Potential Fire Behavior in Spruce Beetle-Induced Tree Mortality in Intermountain Spruce-Fir Forests

Document Type


Journal/Book Title/Conference


Publication Date



Spruce beetle- (Dendroctonus rufipennis Kirby [Coleoptera: Curculionidae]) induced tree mortality can increase fire intensity and severity resulting from changes to surface and aerial fuels. From inventoried fuel complexes, custom fuel models were developed. The endemic bark beetle condition class had greater amounts of live, available canopy fuel and canopy bulk density than either the epidemic and post epidemic condition classes. Epidemic bark beetle condition classes had the highest amounts of needle litter and1-hr time lag (0-0.64 cm diameter) fuel while the post-epidemic condition class had the highest amount live shrubs and non-woody plants. Fire behavior calculated with BehavePlus from the custom fuel models resulted in substantial differences in fire rates of spread and intensity for each spruce beetle condition class based on identical moisture scenarios and wind speeds. Rates of spread for epidemic and post-epidemic condition classes ranged between 2.0 – 2.9 and 3.0 – 4.5 times faster than the endemic condition class. Fireline intensities ranged from 4.1 – 5.0 times higher in the epidemic condition class and 6.6 – 8.8 times higher in the post-epidemic condition class compared to endemic condition class.
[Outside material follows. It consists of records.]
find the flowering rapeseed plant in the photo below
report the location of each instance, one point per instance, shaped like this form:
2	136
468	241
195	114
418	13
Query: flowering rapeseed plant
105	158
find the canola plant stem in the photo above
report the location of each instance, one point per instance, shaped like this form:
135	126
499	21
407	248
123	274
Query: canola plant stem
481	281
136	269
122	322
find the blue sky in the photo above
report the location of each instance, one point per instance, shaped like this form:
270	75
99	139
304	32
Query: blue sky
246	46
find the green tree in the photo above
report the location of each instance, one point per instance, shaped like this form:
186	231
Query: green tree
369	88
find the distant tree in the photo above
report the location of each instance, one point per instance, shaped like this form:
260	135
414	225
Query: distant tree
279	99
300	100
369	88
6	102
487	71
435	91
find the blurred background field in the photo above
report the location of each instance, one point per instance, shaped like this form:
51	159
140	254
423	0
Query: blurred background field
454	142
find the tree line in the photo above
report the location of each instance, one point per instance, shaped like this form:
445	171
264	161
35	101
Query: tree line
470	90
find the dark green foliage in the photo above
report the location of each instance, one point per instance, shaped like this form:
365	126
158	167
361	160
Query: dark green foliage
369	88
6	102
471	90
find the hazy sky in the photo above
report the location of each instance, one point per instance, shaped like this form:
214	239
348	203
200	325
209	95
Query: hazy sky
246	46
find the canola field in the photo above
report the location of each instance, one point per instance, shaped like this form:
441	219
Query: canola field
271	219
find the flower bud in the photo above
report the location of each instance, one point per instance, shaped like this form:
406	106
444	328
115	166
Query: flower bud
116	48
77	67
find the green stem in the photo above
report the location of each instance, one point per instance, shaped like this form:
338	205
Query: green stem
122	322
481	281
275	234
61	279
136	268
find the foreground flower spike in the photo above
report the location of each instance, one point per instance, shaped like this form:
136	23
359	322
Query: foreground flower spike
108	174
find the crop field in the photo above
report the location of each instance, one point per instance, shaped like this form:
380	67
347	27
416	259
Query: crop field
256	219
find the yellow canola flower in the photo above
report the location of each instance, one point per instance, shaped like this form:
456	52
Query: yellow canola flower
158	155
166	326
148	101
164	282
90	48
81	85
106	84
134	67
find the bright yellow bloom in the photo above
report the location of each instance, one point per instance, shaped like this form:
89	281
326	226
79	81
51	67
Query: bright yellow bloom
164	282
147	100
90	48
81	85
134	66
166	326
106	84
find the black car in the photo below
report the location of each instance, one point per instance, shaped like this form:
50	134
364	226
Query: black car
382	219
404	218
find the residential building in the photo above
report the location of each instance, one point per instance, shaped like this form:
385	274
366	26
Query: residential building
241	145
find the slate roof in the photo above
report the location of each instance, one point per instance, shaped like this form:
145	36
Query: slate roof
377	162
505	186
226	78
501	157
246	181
An observed lack of overstory sheltering is attributed to increased fire behavior in epidemic and post epidemic condition classes and has a dominating affect on fire behavior. Post-epidemic condition class rates of spread and fireline intensities at identical midflame wind speeds were 1.7 and 3.3 times higher, respectively, than endemic parameters. Relatively, higher rates of spread (4.4 times) and fireline intensities (8.5 times), were observed between endemic and post-epidemic condition classes when calculated with 6.1 m wind speed adjusted for canopy sheltering. Custom fuel models developed for epidemic and post-epidemic classes showed similar results to selected established fuel models; however, no single fuel model exactly predicted fireline intensity and rate of spread for each of the custom fuel models developed.